Aynı anda, şölenin yapıldığı salonun dışında, güzel bir kadın Çiçek Dağı klanının kıyafetlerini giyen keşişlerden biriyle konuşuyordu.
“Hâlâ tüm casuslar yanımızda değil. Üç gün boyunca parti yapmanın doğru olup olmadığından emin değilim… Bayan Jegal.”
“Endişenizi anlıyorum, Yaşlı Poong. Ama gelecekteki olası İmparator üzerinde de iyi bir izlenim bırakmak daha iyi olur.”
Bu ikisi Yulin klanının İkinci Stratejisti Jegal Sohi ve Altıncı Lider Poong Chungwun’du. Şeytani Tarikat’tan döndükten sonra, son birkaç aydır aralarına gizlenmiş casusları bulmak için çok çalışıyorlardı. Tek bir dev gruptan oluşan Şeytani Tarikat’ın aksine, Yulin klanı sayısız klandan oluşan bir birlikti, bu yüzden tüm bu casusları bulmak zordu.

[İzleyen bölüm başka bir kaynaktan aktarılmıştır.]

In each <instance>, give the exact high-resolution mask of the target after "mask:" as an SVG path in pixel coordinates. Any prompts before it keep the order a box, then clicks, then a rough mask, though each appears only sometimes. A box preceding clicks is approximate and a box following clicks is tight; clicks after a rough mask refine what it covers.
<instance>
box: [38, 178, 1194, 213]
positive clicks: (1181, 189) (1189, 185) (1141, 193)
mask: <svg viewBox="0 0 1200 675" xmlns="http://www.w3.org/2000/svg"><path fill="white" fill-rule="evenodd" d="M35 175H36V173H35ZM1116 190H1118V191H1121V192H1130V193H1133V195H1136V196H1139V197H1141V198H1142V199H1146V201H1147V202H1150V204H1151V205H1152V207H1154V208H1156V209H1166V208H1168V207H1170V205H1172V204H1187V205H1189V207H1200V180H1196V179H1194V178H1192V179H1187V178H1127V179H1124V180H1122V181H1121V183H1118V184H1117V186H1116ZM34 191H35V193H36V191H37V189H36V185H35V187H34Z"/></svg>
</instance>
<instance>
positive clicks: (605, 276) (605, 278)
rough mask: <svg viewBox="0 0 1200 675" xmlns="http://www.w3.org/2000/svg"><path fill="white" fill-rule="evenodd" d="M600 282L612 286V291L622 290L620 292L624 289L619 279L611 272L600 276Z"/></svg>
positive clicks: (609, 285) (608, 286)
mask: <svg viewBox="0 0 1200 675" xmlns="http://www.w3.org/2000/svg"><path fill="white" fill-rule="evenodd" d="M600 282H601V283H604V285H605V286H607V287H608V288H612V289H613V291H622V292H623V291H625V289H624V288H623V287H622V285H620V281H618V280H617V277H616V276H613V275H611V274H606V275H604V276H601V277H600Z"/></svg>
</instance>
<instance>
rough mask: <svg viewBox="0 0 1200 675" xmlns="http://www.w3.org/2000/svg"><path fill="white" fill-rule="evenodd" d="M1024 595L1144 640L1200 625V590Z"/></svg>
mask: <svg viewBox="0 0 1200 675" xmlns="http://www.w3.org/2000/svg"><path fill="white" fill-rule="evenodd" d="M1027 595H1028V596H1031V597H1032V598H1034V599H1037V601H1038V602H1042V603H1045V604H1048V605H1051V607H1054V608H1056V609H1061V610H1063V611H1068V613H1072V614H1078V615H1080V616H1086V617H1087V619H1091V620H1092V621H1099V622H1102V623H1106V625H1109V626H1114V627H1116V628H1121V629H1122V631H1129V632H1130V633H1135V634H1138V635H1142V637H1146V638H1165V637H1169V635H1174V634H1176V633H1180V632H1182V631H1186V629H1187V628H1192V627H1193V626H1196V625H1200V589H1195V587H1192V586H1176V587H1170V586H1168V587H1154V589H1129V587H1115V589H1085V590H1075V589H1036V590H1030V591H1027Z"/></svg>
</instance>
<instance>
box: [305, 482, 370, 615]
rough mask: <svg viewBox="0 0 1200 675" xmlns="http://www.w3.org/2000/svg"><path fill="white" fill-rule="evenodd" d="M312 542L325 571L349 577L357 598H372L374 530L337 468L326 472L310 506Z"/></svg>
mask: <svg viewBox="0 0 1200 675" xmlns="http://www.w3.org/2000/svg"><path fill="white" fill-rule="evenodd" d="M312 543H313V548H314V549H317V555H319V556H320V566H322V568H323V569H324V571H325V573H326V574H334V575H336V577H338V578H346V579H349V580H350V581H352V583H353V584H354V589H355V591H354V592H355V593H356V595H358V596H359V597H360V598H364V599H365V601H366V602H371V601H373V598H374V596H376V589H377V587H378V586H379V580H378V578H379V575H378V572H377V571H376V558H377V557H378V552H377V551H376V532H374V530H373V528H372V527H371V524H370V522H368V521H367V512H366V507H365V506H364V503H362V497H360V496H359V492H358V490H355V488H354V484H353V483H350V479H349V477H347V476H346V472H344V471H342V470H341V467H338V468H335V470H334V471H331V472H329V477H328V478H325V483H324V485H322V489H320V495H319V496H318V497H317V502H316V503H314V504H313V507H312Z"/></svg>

Ancak Jegal Sohi stratejik bir şekilde çalışarak tuzaklar kurdu ve aralarındaki pek çok casusu ayıkladı. Şaşırtıcı bir şekilde, bu casuslar Yulin’in ana 9 klanı arasında gizlenmişti. Ancak o zaman bile hala bulunması gereken casuslar vardı.
‘Ne zamandan beri klanımıza bu kadar çok casus yerleştiriyorlar? Ne kadar zaman oldu?
Bu en gizemli kısımdı. Bıçak Tanrısı Altı Dövüş Klanı ortaya çıkalı uzun zaman olmadığı için anlaşılır bir durum değildi. Belki de düşman uzun zamandır ortalıktaydı.
“Ama Bayan Jegal, şüphelenmeye başlıyorum.”
“Ne hakkında?”
“Saldırmazlık anlaşması için yapılan bu davet… Bıçak Tanrısı Altı Dövüş Klanı’nın bu işin içinde olduğu hissinden kurtulamıyorum.”
Jegal Sohi, Poong Chungwun’un sözleri karşısında başını salladı. Aslında bu, Yulin klanının tüm liderlerinin zaten tahmin ettiği bir şeydi. Etkinlik geleneksel olarak yalnızca üç ana gruptan oluşurken, yeni bir grubun devreye girmesine karşı dikkatli olmamaları mümkün değildi.
“Bu gerçekten çok açık görünüyor. Sizce Şeytani Tarikat ve Kötü Güçler İttifakı bu riski alır mı?”
Yulin klanının aksine, diğer iki klan anlaşmaya katılmak için liderleri yerine her zaman temsilcilerini gönderirdi. Ve dördüncü grubun oyun oynama ihtimali çok yüksek olduğundan, liderlerinin gelmesi pek mümkün görünmüyordu.
“Hayır, gelecekler. En azından Şeytani Tarikat gelecek.”
“Neden böyle söylüyorsun?”
“Veliaht Prens’i hatırlıyor musun? Yani, tarikatın yeni lordunu?”
“Ah, evet elbette. Çok iyi bir adamdı.”
Poong Chungwun başlangıçta Yeowun’un sıradan bir Veliaht Prens olduğunu düşünmüştü ama öyle değildi. Tarikattayken tuzağı ilk fark eden ve icabına bakan kişi Chun Yeowun’du. Ve çok geçmeden Yeowun’un tahta çıktığını duydular.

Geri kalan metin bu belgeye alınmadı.